Behörden prüfen, ob die »NSU« in
Anschläge auf jüdische Einrichtungen verwickelt war.
Fünfzehn Minuten
dauert der Film, den Ermittler in den Trümmern des Wohnhauses von Uwe
Böhnhardt, Uwe Mundlos und Beate Zschäpe in Zwickau gefunden haben
wollen. Fünfzehn Minuten, in denen sich eine Gruppe namens
»Nationalsozialistischer Untergrund« (NSU) unter dem Motto »Taten
statt Worte« ihrer Verbrechen rühmt: von der zynisch als »Aktion
Dönerspieß« bezeichneten Mordserie, der zwischen 2000 und 2006 acht
türkisch- und ein griechischstämmiger Ladenbesitzer in verschiedenen
deutschen Städten zum Opfer fielen, bis zum Nagelbomben-Attentat in
der Keupstraße im Kölner Stadtteil Mülheim im Sommer 2004. Der
Sprengkörper verletzte 22 Menschen türkischer Herkunft, vier davon
schwer.
Immer monströser wird die Liste der Taten, die
auf das Konto der Zwickauer Rechtsterroristenzelle gehen sollen. Auf
dem Bekennervideo finden sich ebenfalls Hinweise auf einen bisher
unaufgeklärten Sprengstoffanschlag auf einen Lebensmittel- und
Getränkeshop in der Kölner Innenstadt im Januar 2001, bei dem eine
19-jährige Deutsch-Iranerin schwer verletzt wurde. Auch die
Erschießung einer Polizistin in Heilbronn sowie mindestens vierzehn
Banküberfälle rechnen die Ermittlungsbehörden der neonazistischen
Gruppe zu. Doch das könnte noch nicht alles gewesen sein. »Wir
beschränken uns nicht nur auf die Hinweise, die uns die DVD liefert«,
sagt der nordrhein-westfälische Innenminister Ralf Jäger (SPD). »Wir
überprüfen erneut alle unaufgeklärten Verbrechen, für die sich bislang
kein schlüssiges Tatmotiv finden ließ und rechtsextremistische Motive
denkbar sind.«
ANSCHLAG Einer der
bislang unaufgeklärten Fälle, die laut Jäger »wegen der ähnlichen
Tatstrukturen« jetzt wieder aufgerollt werden sollen: der Anschlag auf
die Düsseldorfer S-Bahn-Station Wehrhahn am 27. Juli 2000. Bei der
Detonation eines in einer Plastiktüte deponierten Sprengsatzes wurden
damals zehn Menschen verletzt, einige davon schwer. Eine junge Frau
verlor ihr ungeborenes Baby durch einen Bombensplitter im Mutterleib.
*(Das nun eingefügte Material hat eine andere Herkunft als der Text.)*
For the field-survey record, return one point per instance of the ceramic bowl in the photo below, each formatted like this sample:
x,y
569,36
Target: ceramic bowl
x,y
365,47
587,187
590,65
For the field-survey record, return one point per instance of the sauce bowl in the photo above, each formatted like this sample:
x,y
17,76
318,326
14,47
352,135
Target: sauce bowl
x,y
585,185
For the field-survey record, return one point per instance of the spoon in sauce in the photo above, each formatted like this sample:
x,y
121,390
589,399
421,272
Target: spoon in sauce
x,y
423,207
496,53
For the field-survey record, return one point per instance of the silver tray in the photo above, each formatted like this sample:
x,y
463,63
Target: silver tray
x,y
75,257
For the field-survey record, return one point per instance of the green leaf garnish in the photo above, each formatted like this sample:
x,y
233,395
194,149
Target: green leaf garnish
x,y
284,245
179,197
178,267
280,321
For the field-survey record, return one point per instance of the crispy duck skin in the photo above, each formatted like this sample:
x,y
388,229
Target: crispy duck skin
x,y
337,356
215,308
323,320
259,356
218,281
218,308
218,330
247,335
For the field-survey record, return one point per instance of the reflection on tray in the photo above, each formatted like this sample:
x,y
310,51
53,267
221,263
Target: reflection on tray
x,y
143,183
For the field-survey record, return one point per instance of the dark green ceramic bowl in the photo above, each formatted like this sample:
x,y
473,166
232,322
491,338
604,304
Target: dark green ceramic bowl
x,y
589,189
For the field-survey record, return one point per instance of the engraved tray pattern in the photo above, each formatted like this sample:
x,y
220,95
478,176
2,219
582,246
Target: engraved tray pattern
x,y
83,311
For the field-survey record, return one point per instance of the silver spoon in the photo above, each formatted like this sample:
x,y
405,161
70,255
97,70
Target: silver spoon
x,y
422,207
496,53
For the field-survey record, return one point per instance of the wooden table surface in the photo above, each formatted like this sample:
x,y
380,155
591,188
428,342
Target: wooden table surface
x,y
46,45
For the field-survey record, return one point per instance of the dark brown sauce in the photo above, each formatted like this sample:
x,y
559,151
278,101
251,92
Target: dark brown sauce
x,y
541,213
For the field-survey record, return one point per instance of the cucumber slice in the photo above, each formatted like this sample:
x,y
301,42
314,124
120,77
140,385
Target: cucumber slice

Bei den Opfern handelte es sich um Kontingentflüchtlinge aus der
ehemaligen Sowjetunion, die sich auf dem Heimweg von einer
nahegelegenen Sprachschule befanden. Sechs der aus der Ukraine,
Russland und Aserbaidschan stammenden Menschen waren Juden, Mitglieder
der Jüdischen Gemeinden in Wuppertal und Düsseldorf.
Der Anschlag löste eine
bundesweite Debatte über die Gefahr von Rechts aus. Die Düsseldorfer
Staatsanwaltschaft ermittelte zunächst »gezielt und vorrangig in
Richtung ausländerfeindlich beziehungsweise antisemitisch motivierte
Tat«. Nachdem umfangreiche Ermittlungen in der Düsseldorfer
Neonazi-Szene kein Ergebnis brachten, neigte sie jedoch später eher
der Spekulation zu, die Russenmafia könnte hinter dem Anschlag
stecken. Das sei »sicherlich eine Theorie, die man nicht einfach von
der Hand weisen kann«, sagte ein Jahr nach der Tat der Sprecher der
Düsseldorfer Staatsanwaltschaft, Johannes Mokken.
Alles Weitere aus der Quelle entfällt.